AI Zone Admin Forum Add your forum

NEWS: survey on 3000 US and UK consumers shows it is time for chatbot integration in customer service!read more..

Is there any posibility to implement a Spanish Chatbot with spell checking in RiveScript

Hi, I would like to know if there is any posibility to implement a Spanish Chatbot with spell checking in RiveScript.
Thanks Advanced.


  [ # 1 ]

I am not expert in Rivescript, but faced this problem before, with early-AIML system about 10 years ago.
I was wanting to make a Spanish chatbot, and the real problem was not only the spellchecking but the whole system of simlpe pattern matching is collapsing on any flexionfull language like Spanish, French, Italian, Portuguese, etc.
Each word in those languages has too many forms, and thus, using a simple pattern yields failure (lots of missing or you are urged make lots of patterns - too much quantity for the system to be responsive…) and the combinational power of AIML reduction systems goes to hell!

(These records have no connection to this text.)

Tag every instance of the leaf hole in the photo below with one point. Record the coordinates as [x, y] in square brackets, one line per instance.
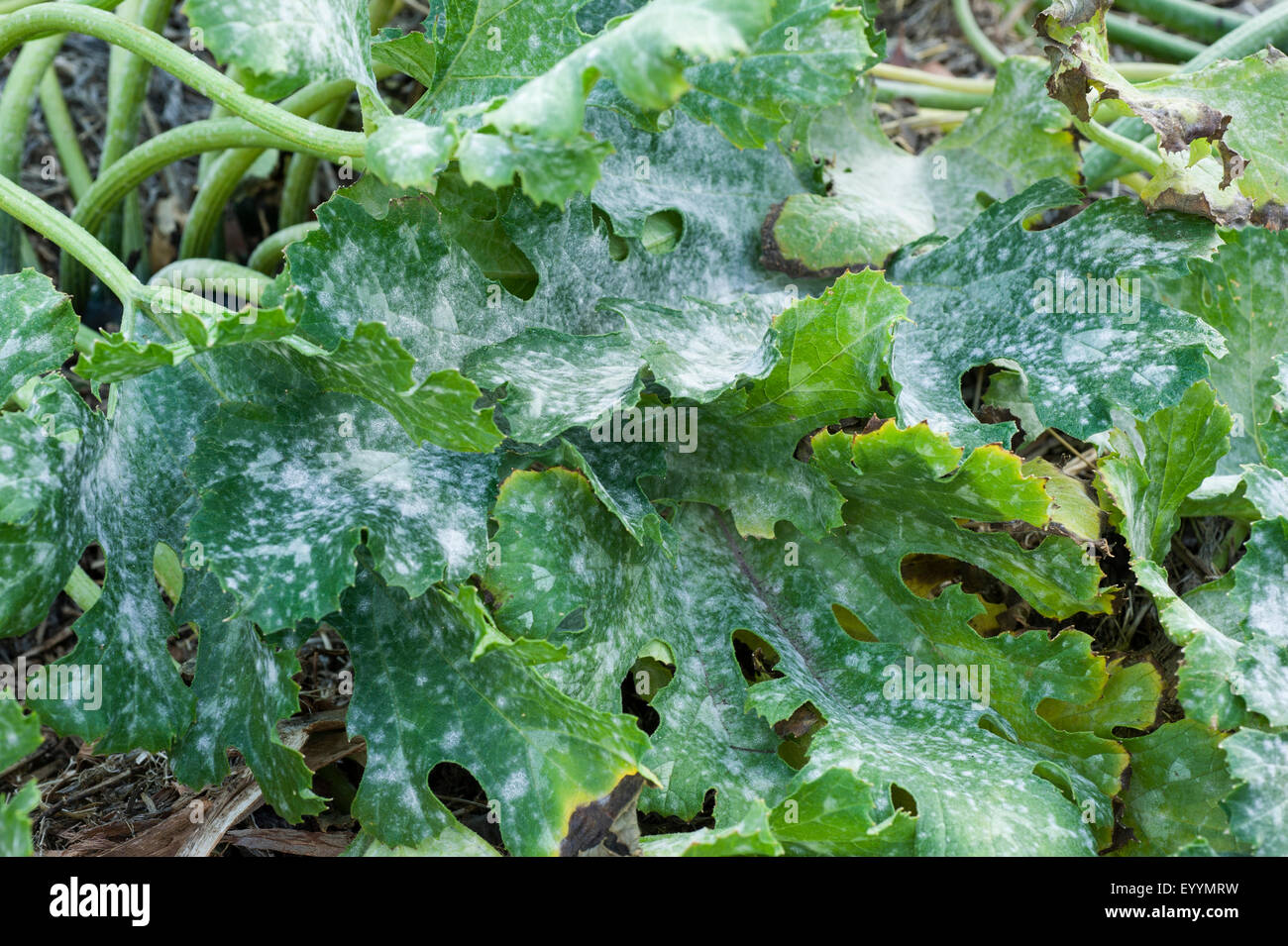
[651, 674]
[851, 624]
[902, 799]
[462, 794]
[755, 658]
[1056, 777]
[617, 248]
[662, 232]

Therefore I decided to build my own dictionary, capable of dealing with Spanish (and other’s) inflections. But the way spanish is used, too many compund verbs, too much adjectives, including gender, number etc. forced me to walk out of simple pattern matching schemas. Then I decided to desing a new system, then there was no chatscript nor rivescript, or at least I did not met them, and begun to construct a whole new concept, a semantic+sintactic pattern matcher. Also the dialog flow of AIML was not too contollable, adn the flow of the conversations is too weak for me.

The inflection-capable dictionary worked fine! but there remained several problems, as Spanish has too many diacritics (written accents and marks) and the people do not use them a lot, the pattern matching capability was severly mined by the simple spelling errors, which are too usual on chat users. So I went into a second challenge:  a spanish one-time spellcorrector (I mean one-time because Word fo example, only corrects giving you a list of possible words, and you are not there to select which!) as well MS-word spells words too solwly (I tried to use it as backend, in a COM-model, I got severly dissappointed! because of the spelling speed was only 2-3 words per second!!!) and the precision was less then 60%, so get 2 of 3 words corrected soppending 3 seconds for each word is dull!
Then as second stage I faced to build a Spanish Spell-Correction system, capable of correcting at least 90% of the input word-stream and being successfully fast, at least 10 words/second! - was my goal!

After 4 years of hard work including my These on NLP-Engineering Electronics at University of Buenos Aires done with 2 Engineers+PhD/doctors, a recognised lingüist PhD and very much research, many International Research Publications, I succeeded (I guess) with a fair Spellcorrector (not spellchecker),

It is now capable of fixing severe spelling errors in context (close-sintactic, not yet semantic) at a speed of up to 900 words/second about 300 times better than word in many ways, and with a precision of at least 98% of the most common spell-errors like diacritics, also capable of handling multiple errors on the same word, making sound-like (phonetic) corrections. As an example you may spell (in Spanish) VAYEMA meaning BALLENA and you got 67% misspelled characters, including an addition, and the system desn’t hesitate to give a unique correct answer.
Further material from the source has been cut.